II. THE ALJ PROPERLY FOUND THAT PLAINTIFF DID NOT HAVE A SEVERE MENTAL IMPAIRMENT
Plaintiff challenges the ALJ's step two determination that she does not suffer from a severe mental impairment. (AR 20.) The ALJ determined that, although Claimant complained of depression in May 2010, there is no evidence that the condition lasted the requisite twelve-month durational period. (AR 20.) The ALJ also found that Claimant's doctor noted that her depression was well-controlled with medication. (AR 20, 311.)
The ALJ's finding that Claimant's depression was well-controlled and non-severe is supported by substantial evidence. Dr. Nguyen's May 21, 2010, treatment note states: "Psychiatric: no anxiety, depression stable" (AR 311) and "DEPRESSION, MAJOR, RECURRENT, Status: Stable/Unchanged, Control: Well-Controlled." (AR 311.) Also, Plaintiff testified at the hearing that the medication helped her depression. (AR 57.) Impairments that can be controlled effectively with medication are not disabling. Warre v. Comm'r of Soc. Sec. Adm., 439 F.3d 1001, 1006 (9th Cir. 2006). Plaintiff asserts that the ALJ's decision was not based on a medical opinion, but Dr. Nguyen's opinion is a medical opinion confirmed by Dr. Kim's notes regarding medication management and less depressed mood. (AR 335, 389, 390.)
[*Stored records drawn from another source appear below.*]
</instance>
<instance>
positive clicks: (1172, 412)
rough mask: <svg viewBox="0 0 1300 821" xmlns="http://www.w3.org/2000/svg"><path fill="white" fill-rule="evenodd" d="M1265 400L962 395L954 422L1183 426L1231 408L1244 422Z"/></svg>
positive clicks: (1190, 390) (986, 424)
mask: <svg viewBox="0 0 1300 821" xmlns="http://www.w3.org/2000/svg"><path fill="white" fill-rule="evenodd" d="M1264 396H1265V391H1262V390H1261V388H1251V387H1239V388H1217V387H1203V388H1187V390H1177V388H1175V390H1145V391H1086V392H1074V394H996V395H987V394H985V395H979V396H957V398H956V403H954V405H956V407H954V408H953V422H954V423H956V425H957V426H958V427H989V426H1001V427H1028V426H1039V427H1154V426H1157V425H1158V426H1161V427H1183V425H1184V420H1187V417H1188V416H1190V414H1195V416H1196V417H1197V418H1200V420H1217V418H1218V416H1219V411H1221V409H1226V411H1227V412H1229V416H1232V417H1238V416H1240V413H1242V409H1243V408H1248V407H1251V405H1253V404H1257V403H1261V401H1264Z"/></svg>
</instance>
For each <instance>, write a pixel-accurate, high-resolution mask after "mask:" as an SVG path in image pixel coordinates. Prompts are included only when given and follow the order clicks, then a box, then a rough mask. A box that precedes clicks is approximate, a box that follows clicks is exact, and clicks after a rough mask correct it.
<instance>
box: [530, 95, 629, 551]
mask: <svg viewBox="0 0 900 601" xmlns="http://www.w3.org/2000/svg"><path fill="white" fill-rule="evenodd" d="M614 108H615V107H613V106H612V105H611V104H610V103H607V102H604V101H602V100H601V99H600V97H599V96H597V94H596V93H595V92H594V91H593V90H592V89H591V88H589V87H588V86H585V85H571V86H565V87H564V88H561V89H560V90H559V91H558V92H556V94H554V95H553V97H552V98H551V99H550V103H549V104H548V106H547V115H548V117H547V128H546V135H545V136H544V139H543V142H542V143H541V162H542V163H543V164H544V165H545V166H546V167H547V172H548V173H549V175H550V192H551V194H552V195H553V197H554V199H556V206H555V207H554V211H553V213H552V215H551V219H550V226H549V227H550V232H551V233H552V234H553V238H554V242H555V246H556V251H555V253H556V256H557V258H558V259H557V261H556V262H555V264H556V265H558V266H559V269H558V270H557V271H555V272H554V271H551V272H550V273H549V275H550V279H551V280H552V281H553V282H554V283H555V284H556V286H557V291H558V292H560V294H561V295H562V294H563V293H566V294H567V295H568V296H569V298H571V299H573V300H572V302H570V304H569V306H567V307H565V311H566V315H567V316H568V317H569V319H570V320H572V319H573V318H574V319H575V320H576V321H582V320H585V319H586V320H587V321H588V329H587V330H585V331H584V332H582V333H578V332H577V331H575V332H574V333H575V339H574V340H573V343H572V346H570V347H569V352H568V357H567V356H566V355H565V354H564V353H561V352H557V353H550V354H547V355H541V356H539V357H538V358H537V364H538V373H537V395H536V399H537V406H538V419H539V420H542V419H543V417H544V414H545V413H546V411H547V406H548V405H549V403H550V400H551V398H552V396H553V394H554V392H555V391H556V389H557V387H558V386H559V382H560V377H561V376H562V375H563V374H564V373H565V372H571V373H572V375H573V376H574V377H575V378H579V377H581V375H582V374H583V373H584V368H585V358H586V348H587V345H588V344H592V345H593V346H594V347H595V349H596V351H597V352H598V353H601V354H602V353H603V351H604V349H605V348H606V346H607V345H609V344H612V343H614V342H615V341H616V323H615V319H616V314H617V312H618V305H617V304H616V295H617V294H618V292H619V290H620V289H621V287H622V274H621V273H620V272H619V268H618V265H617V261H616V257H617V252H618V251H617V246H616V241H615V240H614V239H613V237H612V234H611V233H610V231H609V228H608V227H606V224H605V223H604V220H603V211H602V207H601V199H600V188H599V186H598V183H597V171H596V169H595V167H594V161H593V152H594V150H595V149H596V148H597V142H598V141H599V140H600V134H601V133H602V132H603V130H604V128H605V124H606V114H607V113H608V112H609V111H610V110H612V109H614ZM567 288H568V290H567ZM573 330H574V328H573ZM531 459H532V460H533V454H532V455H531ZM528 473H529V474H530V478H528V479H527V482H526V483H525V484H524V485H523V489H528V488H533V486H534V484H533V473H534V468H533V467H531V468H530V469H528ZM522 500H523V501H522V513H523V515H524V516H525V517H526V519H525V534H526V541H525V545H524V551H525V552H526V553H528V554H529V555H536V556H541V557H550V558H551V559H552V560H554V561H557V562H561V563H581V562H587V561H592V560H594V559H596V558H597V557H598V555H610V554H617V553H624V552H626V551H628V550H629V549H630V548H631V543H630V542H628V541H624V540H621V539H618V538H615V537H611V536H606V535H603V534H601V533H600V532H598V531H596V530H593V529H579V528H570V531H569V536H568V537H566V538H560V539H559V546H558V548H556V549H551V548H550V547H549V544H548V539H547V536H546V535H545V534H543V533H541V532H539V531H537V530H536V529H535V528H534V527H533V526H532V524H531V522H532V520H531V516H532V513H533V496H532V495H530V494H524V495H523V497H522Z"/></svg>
A major difficulty with Plaintiff's challenge is that Claimant has not specified any functional limitations due to depression. See Burch v. Barnhart, 400 F.3d 676, 683 (9th Cir. 2005) (rejecting argument ALJ did not adequately consider an impairment because "even on appeal, [the Claimant] ha[d] not pointed to any evidence of functional limitations due to [the alleged impairment] which would have impacted the ALJ's analysis"). Plaintiff did not allege any mental health symptoms in connection with her disability application until the March 2010 hearing (AR 53), having repeatedly asserted that her inability to work was because of her back and leg pain. Plaintiff concedes that the GAF scores are not determinative, but appears to believe that a mere diagnosis of moderate symptoms is sufficient to warrant a finding of a severe impairment. Yet a mere diagnosis of an impairment is not enough to establish disability. Young v. Sullivan, 911 F.2d 180, 183-184 (9th Cir. 1990). According to 20 C.F.R. § 404.1521(a), an impairment is not severe if it does not significantly limit a claimant's physical or mental ability to do basic work activities. See also SSR 85-28. Section 1521(b) defines basic work activities to include: understanding, carrying out, and remembering simple instructions; use of judgment; responding appropriately to supervision, co-workers and usual work situations; and dealing with changes in a routine work setting. SSR 85-28. Although impairments may be found not severe only if the evidence establishes a slight abnormality that has no more than a minimal effect on one's ability to work, Webb v. Barnhart, 433 F.3d 683, 686 (9th Cir. 2005), here there is no medical or other evidence or even allegations that Plaintiff has any specific functional limitations due to her depression that impact her ability to work.
Plaintiff also disputes the ALJ's finding that any mental impairment, even if severe, did not last twelve months. Again, the ALJ is responsible for resolving ambiguities in the record, Andrews, 53 F.3d at 1039, and where the ALJ's interpretation is reasonable, as it is here, it should not be second-guessed. Rollins, 261 F.3d at 857.
The ALJ's finding that Plaintiff does not have a severe mental impairment lasting twelve months is supported by substantial evidence.
* * * The ALJ properly rejected Dr. Hong's opinion for specific, legitimate reasons. The ALJ properly found Plaintiff did not have a severe mental impairment.
The ALJ's RFC is supported by substantial evidence. The ALJ's non-disability determination is supported by substantial evidence and free of legal error.
IT IS HEREBY ORDERED that Judgment be entered affirming the decision of the Commissioner of Social Security and dismissing this case with prejudice.